An aside; there wasn’t a commensurate increase in QBO revenue in the last quarter – the increase was pretty much the same as previous quarters. Maybe that was due to price discounting in a period when Xero generally increased its subscription costs.

It doesn’t look as though Xero may not make the same waves in the US partly because Intuit met the challenge there much more quickly than MYOB did in Australia, but also because of the size of the US market where there is a lot more scope for multiple players.

Intuit is now firmly entrenched in Australia.
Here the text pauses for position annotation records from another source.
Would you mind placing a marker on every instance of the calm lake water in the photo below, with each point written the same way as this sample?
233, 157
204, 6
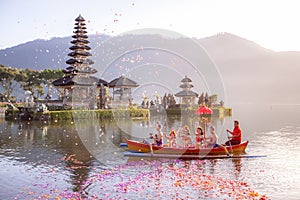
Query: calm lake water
82, 159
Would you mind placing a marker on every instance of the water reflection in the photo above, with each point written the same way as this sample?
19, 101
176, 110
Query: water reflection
75, 148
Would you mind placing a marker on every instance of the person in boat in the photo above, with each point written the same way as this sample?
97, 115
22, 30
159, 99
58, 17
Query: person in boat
185, 136
212, 140
171, 138
236, 137
199, 137
158, 137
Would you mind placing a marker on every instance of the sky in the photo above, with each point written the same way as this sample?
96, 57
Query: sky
272, 24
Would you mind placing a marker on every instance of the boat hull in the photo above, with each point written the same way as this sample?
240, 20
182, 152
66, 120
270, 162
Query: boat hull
135, 146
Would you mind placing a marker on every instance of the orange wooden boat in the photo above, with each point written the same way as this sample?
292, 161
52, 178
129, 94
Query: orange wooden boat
135, 146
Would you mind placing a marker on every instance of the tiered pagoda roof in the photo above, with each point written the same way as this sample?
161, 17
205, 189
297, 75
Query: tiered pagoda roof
79, 63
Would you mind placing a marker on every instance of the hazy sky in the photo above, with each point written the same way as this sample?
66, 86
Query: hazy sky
272, 24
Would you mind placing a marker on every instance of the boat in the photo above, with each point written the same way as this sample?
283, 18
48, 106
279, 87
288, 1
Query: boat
140, 147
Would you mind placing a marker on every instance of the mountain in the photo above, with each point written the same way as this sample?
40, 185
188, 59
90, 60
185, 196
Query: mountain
248, 72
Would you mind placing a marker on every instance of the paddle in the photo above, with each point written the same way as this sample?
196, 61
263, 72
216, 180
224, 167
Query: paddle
229, 141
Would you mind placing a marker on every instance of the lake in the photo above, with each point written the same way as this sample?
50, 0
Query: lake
82, 159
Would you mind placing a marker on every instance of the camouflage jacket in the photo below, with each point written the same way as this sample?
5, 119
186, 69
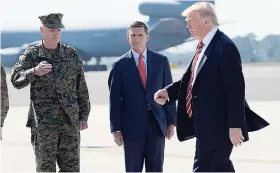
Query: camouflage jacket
65, 84
4, 96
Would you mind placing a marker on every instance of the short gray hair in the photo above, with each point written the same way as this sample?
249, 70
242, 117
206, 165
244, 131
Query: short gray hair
205, 9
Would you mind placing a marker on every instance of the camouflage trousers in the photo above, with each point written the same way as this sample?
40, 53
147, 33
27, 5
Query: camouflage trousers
57, 142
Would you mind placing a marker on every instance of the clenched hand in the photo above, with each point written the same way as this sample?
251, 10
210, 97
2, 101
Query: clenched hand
42, 68
118, 138
236, 136
161, 96
83, 125
170, 131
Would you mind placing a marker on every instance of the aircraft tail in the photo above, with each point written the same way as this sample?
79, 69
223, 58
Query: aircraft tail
167, 32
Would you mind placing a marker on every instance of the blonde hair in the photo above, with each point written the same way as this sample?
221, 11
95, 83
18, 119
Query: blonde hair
205, 9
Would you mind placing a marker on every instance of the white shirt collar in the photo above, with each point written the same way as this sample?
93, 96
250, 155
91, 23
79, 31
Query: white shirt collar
136, 55
207, 39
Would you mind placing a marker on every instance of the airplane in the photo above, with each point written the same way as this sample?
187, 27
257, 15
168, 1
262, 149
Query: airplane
167, 28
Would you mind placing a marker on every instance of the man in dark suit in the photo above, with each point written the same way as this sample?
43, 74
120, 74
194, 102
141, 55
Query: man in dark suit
211, 95
137, 121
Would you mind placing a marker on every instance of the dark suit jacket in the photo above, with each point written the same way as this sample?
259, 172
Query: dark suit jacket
218, 100
129, 100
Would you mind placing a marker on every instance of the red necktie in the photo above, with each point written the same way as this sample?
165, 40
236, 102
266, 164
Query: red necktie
189, 90
142, 69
I don’t know how the numbers of QBO users here compare with Xero’s 100,000 but QBO is certainly gaining traction here (partly at least due to extensive price discounting).

It will be interesting to see if Australia is ready for another round of disruption or if Intuit will use other techniques here where brand awareness and product familiarity is limited.

Xero vs Quickbooks Online, who can sustain hitting its target numbers in the following years?